Namun, lagi-lagi kendala muncul.
"Tapi di sana juga ada kegiatan pinjam-pakai dengan Kostrad, (untuk) latihan tempur. Nah ini juga, pengaruh dengan dentuman suara senjata dan meriam terhadap badak ini perlu kajian, kan?"
Perambahan lahan oleh manusia -yang bisa mengancam habitat badak Jawa- juga masih terjadi di sana. Ini yang membuat rencana pemindahan badak Jawa ke habitat kedua tersendat.
"Kita cari lokasi tuh susah, di pulau Jawa maupuan di luar Jawa, mencari hutan yang cukup luasannya, yang masih aman, kan susah ya," ujar Mamat. "Karena minimal lima ribu hektar, harus satu hamparan."
Memindahkan binatang, menurutnya, bukan sekadar mengangkut mereka dari satu tempat ke tempat lain. Lokasi tersebut harus sudah siap ditinggali spesies badak paling langka di dunia tersebut.

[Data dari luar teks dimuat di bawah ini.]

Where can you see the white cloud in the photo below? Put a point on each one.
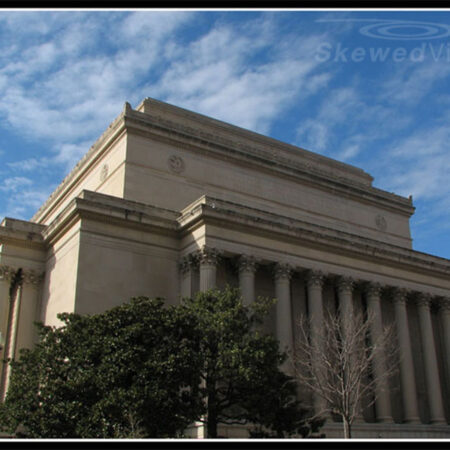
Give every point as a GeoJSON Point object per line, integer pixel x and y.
{"type": "Point", "coordinates": [13, 184]}
{"type": "Point", "coordinates": [411, 82]}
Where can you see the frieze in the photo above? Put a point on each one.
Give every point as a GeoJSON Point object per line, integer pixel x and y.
{"type": "Point", "coordinates": [345, 284]}
{"type": "Point", "coordinates": [32, 277]}
{"type": "Point", "coordinates": [373, 291]}
{"type": "Point", "coordinates": [400, 295]}
{"type": "Point", "coordinates": [188, 263]}
{"type": "Point", "coordinates": [315, 278]}
{"type": "Point", "coordinates": [209, 256]}
{"type": "Point", "coordinates": [322, 234]}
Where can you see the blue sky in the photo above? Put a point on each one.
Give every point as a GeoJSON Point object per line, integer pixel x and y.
{"type": "Point", "coordinates": [370, 88]}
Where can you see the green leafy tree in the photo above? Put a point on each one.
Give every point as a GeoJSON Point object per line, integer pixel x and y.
{"type": "Point", "coordinates": [241, 378]}
{"type": "Point", "coordinates": [132, 371]}
{"type": "Point", "coordinates": [143, 370]}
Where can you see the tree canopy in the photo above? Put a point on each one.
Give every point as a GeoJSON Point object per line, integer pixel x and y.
{"type": "Point", "coordinates": [146, 370]}
{"type": "Point", "coordinates": [131, 370]}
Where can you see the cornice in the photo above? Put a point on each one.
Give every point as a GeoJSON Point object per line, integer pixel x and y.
{"type": "Point", "coordinates": [90, 157]}
{"type": "Point", "coordinates": [21, 232]}
{"type": "Point", "coordinates": [223, 212]}
{"type": "Point", "coordinates": [113, 210]}
{"type": "Point", "coordinates": [264, 153]}
{"type": "Point", "coordinates": [201, 139]}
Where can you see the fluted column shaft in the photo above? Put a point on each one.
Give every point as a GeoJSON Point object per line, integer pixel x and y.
{"type": "Point", "coordinates": [345, 287]}
{"type": "Point", "coordinates": [408, 379]}
{"type": "Point", "coordinates": [29, 310]}
{"type": "Point", "coordinates": [382, 400]}
{"type": "Point", "coordinates": [247, 269]}
{"type": "Point", "coordinates": [445, 318]}
{"type": "Point", "coordinates": [188, 266]}
{"type": "Point", "coordinates": [208, 258]}
{"type": "Point", "coordinates": [6, 274]}
{"type": "Point", "coordinates": [430, 359]}
{"type": "Point", "coordinates": [314, 283]}
{"type": "Point", "coordinates": [282, 275]}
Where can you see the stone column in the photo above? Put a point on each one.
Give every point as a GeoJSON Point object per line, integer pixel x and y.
{"type": "Point", "coordinates": [382, 400]}
{"type": "Point", "coordinates": [5, 283]}
{"type": "Point", "coordinates": [6, 274]}
{"type": "Point", "coordinates": [444, 308]}
{"type": "Point", "coordinates": [11, 335]}
{"type": "Point", "coordinates": [208, 258]}
{"type": "Point", "coordinates": [408, 379]}
{"type": "Point", "coordinates": [188, 266]}
{"type": "Point", "coordinates": [247, 269]}
{"type": "Point", "coordinates": [282, 274]}
{"type": "Point", "coordinates": [345, 287]}
{"type": "Point", "coordinates": [314, 283]}
{"type": "Point", "coordinates": [430, 359]}
{"type": "Point", "coordinates": [29, 310]}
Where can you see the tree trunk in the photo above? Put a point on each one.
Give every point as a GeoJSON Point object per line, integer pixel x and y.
{"type": "Point", "coordinates": [211, 427]}
{"type": "Point", "coordinates": [347, 428]}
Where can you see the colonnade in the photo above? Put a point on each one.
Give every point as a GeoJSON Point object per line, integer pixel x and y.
{"type": "Point", "coordinates": [206, 261]}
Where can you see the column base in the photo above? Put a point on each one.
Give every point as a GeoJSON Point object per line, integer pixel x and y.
{"type": "Point", "coordinates": [438, 421]}
{"type": "Point", "coordinates": [385, 419]}
{"type": "Point", "coordinates": [412, 420]}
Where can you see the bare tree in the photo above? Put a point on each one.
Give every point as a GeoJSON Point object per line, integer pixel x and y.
{"type": "Point", "coordinates": [338, 366]}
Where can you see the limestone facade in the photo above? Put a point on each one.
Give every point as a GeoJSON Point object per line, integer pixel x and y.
{"type": "Point", "coordinates": [168, 202]}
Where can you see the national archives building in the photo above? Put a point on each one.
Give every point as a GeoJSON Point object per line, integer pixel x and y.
{"type": "Point", "coordinates": [168, 202]}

"Harus tersedia dulu makanannya, airnya, bagaimana penyakit di situ, bagaimana predatornya, bagaimana kompetitornya, bagaimana pemerintah daerahnya, bagaimana masyarakat sekitar," ungkap Mamat menjelaskan.

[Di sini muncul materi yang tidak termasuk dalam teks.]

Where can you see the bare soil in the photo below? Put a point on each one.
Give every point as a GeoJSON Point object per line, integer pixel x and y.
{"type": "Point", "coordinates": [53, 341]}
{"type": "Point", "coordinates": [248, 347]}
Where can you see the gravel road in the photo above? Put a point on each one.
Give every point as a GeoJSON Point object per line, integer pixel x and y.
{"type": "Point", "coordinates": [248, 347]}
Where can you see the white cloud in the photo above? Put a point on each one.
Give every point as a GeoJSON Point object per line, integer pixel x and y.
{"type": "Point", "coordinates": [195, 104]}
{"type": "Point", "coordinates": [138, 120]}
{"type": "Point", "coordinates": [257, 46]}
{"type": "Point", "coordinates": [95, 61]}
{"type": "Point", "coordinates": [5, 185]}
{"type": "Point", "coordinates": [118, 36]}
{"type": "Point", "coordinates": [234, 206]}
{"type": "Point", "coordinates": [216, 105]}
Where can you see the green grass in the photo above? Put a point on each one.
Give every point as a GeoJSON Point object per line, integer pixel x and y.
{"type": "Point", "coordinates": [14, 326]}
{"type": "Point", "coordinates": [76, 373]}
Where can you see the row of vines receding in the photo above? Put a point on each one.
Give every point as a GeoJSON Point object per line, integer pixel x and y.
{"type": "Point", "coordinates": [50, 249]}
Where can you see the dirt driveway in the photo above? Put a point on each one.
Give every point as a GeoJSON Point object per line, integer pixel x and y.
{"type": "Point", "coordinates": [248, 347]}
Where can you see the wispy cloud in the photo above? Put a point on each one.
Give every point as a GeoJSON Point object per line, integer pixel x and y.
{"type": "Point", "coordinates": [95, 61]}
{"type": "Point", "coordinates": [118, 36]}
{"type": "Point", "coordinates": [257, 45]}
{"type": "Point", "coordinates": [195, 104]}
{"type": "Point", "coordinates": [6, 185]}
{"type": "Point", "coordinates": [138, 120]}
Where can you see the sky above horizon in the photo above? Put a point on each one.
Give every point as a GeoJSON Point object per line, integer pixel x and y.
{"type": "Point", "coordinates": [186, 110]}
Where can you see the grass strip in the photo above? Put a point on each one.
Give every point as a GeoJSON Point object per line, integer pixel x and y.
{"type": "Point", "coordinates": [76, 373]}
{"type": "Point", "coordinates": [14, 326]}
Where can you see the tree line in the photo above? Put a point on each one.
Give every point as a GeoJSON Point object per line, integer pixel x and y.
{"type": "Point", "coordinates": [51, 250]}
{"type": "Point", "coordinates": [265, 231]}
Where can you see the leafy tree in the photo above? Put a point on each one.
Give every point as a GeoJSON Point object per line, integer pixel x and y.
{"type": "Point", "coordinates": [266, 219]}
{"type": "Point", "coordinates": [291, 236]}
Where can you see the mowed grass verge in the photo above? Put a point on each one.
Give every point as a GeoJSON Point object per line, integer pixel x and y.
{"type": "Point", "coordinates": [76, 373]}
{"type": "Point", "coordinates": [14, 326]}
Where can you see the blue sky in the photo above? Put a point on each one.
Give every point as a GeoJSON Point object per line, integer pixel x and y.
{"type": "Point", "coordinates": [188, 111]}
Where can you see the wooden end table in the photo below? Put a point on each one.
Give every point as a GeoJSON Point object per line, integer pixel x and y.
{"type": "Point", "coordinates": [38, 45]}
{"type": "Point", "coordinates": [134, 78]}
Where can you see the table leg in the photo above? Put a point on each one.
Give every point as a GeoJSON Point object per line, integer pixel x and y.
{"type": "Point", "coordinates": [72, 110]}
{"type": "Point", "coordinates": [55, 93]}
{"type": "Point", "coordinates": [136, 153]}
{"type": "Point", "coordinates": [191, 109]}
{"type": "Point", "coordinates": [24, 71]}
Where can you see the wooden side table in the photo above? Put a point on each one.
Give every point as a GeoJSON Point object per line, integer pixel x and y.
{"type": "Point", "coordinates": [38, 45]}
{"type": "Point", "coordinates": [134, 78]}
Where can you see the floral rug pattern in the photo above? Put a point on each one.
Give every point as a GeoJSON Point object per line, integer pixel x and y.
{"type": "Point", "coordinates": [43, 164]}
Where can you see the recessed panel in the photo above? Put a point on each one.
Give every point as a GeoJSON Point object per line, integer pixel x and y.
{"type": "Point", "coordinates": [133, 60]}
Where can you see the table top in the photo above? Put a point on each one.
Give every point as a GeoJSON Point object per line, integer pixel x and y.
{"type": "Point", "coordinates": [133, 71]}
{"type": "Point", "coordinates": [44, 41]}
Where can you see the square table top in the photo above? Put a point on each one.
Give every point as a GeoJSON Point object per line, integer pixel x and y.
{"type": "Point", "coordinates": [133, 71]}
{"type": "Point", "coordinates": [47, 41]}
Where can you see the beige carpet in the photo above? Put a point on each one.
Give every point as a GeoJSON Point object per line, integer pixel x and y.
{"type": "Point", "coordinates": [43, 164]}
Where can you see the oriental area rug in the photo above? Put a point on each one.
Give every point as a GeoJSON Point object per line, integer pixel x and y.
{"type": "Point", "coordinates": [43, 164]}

Widodo, yang yayasannya menjadi salah satu partner pemerintah untuk mencari habitat kedua bagi badak Jawa, melihat Sumatera sebagai lokasi potensial. Pasalnya, badak Jawa pernah hidup di Sumatera bersama spesies badak Sumatera. Meski demikian, mereka belum mensurvei titik mana yang paling sesuai untuk dijadikan tempat tinggal badak tersebut.
"Seperti di Berbak Sembilang, itu pernah ada badak di sana. Kemudian di daerah Bukit Tiga Puluh, itu juga ada kemungkinan di situ. Lalu, hutan restorasi ekosistem, hutan harapan di Jambi, itu juga menjadi kemungkinan," beber Widodo.
Yang jelas, pasca-tsunami Selat Sunda akibat longsoran Gunung Anak Krakatau, upaya pemindahan sebagian populasi badak Jawa ke habitat baru dianggap semakin genting untuk dilakukan.
"Kami mungkin akan melapor ke ibu direktur dan bapak dirjen terkait dengan ancaman yang nyata ini, sehingga supaya bisa lebih cepat mengambil langkah dalam menyiapkan second habitat ," kata Mamat.
Ia tak ingin nasib badak Jawa berakhir karena keterlambatan upaya penyelamatan.
"Seandainya suatu saat di Ujung Kulon kena letusan (Anak) Krakatau seperti tahun 1883, maka masih ada cadangan (badak Jawa) di tempat yang baru itu," pungkasnya.